Overview
The Domain
The program you are developing could function both as a programming language compiler and as a code editor extension simultaneously. Lady Deirdre does not strongly distinguish between these domains, so we will collectively refer to the developing program as the Compiler.
The input data for the Compiler is a compilation project: a set of semantically interconnected source code text files. We refer to each individual file within a project as a compilation unit. A compilation unit could be a real file stored on disk or have a more abstract source (e.g., transferred to the Compiler by the code editor through the LSP communication channel).

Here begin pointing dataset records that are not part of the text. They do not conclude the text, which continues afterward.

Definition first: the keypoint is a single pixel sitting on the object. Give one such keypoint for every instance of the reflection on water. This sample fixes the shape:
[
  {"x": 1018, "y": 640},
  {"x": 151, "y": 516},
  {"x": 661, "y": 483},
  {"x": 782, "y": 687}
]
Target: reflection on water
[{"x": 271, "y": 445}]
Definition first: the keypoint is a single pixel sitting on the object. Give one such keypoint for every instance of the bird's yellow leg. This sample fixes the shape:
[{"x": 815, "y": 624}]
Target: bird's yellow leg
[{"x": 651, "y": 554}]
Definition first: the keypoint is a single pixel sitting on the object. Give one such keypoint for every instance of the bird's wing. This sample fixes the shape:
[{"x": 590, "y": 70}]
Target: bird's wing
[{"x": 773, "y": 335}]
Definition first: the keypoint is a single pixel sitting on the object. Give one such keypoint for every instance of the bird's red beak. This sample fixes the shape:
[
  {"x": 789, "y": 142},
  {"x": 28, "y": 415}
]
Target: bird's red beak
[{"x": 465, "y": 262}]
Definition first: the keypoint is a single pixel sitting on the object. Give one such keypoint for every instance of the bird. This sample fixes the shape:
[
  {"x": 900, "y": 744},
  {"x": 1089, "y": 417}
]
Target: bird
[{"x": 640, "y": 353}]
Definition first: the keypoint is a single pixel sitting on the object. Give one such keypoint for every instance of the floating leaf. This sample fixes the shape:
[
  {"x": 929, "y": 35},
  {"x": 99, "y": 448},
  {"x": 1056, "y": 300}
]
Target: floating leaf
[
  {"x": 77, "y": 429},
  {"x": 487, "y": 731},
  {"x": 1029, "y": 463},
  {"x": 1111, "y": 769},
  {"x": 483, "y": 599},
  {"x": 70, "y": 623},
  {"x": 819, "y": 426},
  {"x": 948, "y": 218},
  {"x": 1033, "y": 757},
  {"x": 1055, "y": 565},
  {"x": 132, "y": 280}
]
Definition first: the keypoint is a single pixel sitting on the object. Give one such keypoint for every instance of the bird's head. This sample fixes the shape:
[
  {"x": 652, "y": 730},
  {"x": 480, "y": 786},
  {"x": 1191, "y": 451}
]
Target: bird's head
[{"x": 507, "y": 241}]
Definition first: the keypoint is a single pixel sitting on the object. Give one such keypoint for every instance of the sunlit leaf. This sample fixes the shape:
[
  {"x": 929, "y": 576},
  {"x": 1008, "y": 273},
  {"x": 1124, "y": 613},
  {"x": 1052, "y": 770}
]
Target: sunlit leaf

The primary purpose of the front-end part of the Compiler is to determine if the compilation project is well-formed (i.e., if there are syntax or semantic errors in the compilation units) and to infer the semantic connections between the source code objects (e.g., all call sites of a function in the source code).
The compilation project is subject to frequent changes, as the end user may modify the source code of the units with every keystroke. The Compiler should keep its internal representation in sync with these changes in real time.
Moreover, the compilation project is often not well-formed. While the end user is writing the source code, it is usually in an incomplete state, with syntax and semantic errors. Therefore, the Compiler should be resilient to these errors, able to continuously synchronize the program's abstract representation with the current state of the source code without halting at the first encountered error.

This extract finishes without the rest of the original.